Statistical Genomics - Research

 

Gene expression array denoising

Gene expression arrays represent a formidable tool, as they allow investigation of thousand of genes at the same time. However, in order to exploit at best their potential, one has to be able to deal successfully with the statistical issue involved in their analysis. We have suggested a de-noising approach based on thresholding. Using a Bayesian hierarchical model and an approach to multiple comparison that is inspired by the False Discovery Rate, we denoise the signal coming from multiple array experiments with the specific goal of identifying the genes that are up-regulated or down-regulated in a given condition. Our model is flexible and can be used for clustering. This project is partially founded by NSF and NASA.

Sabatti, C., S. Karsten, and D. Geschwind (2002) "Thresholding rules for recovering a sparse signal from microarray experiments," Mathematical Biosciences 176: 17-34. Preprint

Erickson, S. and C. Sabatti (2005) "Empirical Bayes estimation of a sparse vector of gene expression," Statistical Applications in Genetics and Molecular Biology, 4 :22.

Genomic scale identification of promoter binding sites

One of the best understood mechanism of transcription regulation is the action of regulatory proteins, that binding on the up-stream region of a gene act either as promoters of suppressors.
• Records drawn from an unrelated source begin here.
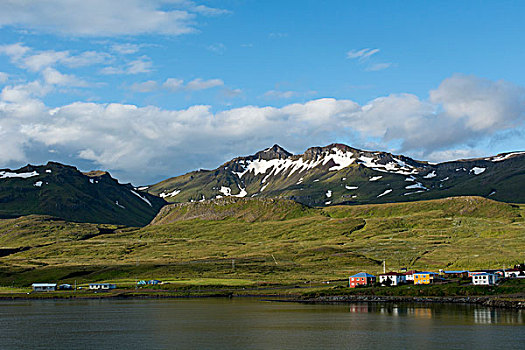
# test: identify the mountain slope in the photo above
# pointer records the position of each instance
(63, 191)
(267, 240)
(339, 174)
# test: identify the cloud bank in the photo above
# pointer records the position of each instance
(141, 142)
(105, 18)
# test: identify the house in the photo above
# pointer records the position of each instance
(409, 275)
(361, 279)
(44, 287)
(514, 273)
(392, 279)
(455, 274)
(484, 279)
(425, 277)
(102, 286)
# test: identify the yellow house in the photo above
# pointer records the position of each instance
(425, 277)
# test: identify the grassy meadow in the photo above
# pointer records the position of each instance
(247, 242)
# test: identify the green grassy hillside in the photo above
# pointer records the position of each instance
(266, 241)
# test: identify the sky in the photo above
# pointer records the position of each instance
(153, 89)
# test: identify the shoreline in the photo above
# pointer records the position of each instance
(487, 301)
(500, 301)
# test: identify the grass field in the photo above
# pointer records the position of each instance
(248, 242)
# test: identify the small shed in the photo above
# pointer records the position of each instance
(361, 279)
(44, 287)
(425, 277)
(514, 273)
(392, 279)
(455, 274)
(102, 286)
(484, 279)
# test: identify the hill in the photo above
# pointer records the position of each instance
(275, 241)
(339, 174)
(63, 191)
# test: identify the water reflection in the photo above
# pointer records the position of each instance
(253, 324)
(474, 313)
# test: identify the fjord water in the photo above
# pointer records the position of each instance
(254, 324)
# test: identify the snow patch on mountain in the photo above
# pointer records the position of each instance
(504, 157)
(416, 185)
(385, 193)
(226, 191)
(7, 175)
(143, 198)
(477, 170)
(170, 194)
(430, 175)
(241, 194)
(409, 193)
(342, 159)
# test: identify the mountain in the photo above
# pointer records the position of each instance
(339, 174)
(65, 192)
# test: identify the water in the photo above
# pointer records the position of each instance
(252, 324)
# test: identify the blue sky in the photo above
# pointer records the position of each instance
(155, 89)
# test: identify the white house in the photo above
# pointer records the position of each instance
(44, 287)
(484, 279)
(395, 279)
(514, 273)
(409, 275)
(102, 286)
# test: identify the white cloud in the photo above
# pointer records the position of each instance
(218, 48)
(125, 48)
(362, 54)
(54, 77)
(378, 66)
(146, 86)
(173, 84)
(176, 85)
(140, 65)
(279, 94)
(3, 77)
(104, 18)
(15, 51)
(199, 84)
(21, 56)
(141, 141)
(209, 11)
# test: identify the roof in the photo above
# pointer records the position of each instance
(392, 274)
(363, 274)
(459, 271)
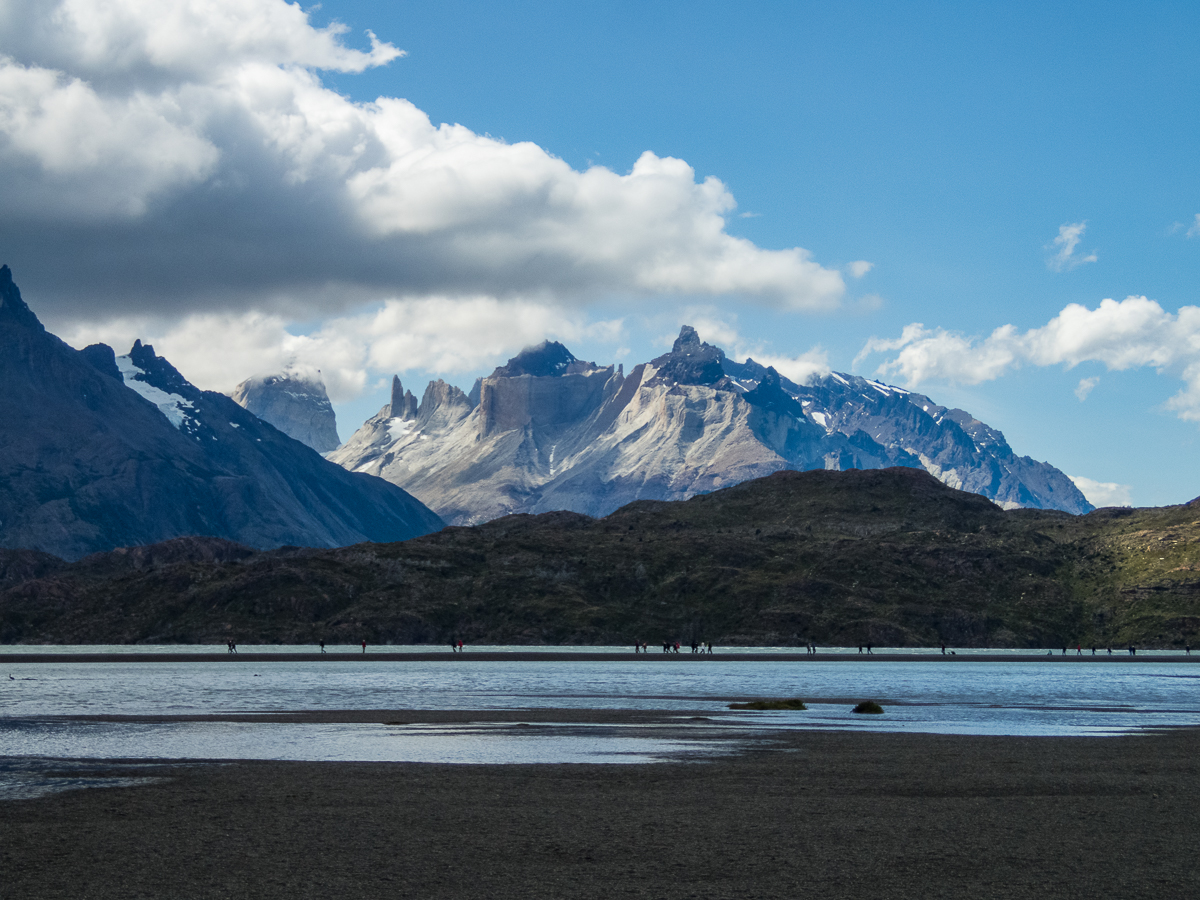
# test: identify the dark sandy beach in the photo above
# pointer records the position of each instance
(823, 815)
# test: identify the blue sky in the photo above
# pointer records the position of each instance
(946, 144)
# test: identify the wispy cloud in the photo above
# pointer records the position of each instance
(1103, 493)
(1065, 245)
(1085, 387)
(1134, 333)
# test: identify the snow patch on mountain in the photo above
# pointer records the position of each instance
(173, 406)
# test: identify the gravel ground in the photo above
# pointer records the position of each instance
(823, 815)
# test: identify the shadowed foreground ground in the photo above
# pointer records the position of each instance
(831, 815)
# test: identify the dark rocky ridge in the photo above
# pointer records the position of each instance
(888, 557)
(88, 465)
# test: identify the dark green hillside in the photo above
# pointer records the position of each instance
(888, 557)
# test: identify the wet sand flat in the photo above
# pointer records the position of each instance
(823, 815)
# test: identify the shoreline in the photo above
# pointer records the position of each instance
(832, 815)
(581, 657)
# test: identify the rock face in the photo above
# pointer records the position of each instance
(295, 403)
(101, 451)
(550, 432)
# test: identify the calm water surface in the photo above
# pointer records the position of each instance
(975, 697)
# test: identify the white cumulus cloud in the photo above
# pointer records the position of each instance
(186, 154)
(1103, 493)
(1132, 334)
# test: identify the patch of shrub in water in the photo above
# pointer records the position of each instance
(795, 703)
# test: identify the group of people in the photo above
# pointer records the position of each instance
(669, 647)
We have developed a stochastic dictionary model to identify the position of known binding sites on a genomewide scale. We use this information to improve the clustering of array experiments and to reconstruct the regulatory network. Our model organism for these investigations has been E. Coli.
This project is in cooperation with the laboratories of Professor Lange and Liao. It is partially funded by NSF and NASA.

Sabatti, C. and K. Lange (2002) "Genomewide motif identification using a dictionary model," IEEE Proceedings 90: 1803-1810. Preprint

Sabatti, C., L. Rohlin, K. Lange, and J. Liao (2005) "Vocabulon: a dictionary model approach for reconstruction and localization of transcription factor binding sites," Bioinformatics 21: 922-931. Preprint

Gene regulation networks

To recover the dynamic behavior of regulatory proteins and their pathway of influence on cell behavior, we combine sequence analysis with results of gene expression array experiments. We develop a sparse hidden component model to link transcription factors activity to gene expression. We use the Vocabulon algorithm to search for binding sites of regulatory proteins in the genome and inform our prior distribution on network structure.
This project is in cooperation with the laboratories of professor Liao and Roychowdhury and with Gareth James. It is partially funded by NSF and NASA.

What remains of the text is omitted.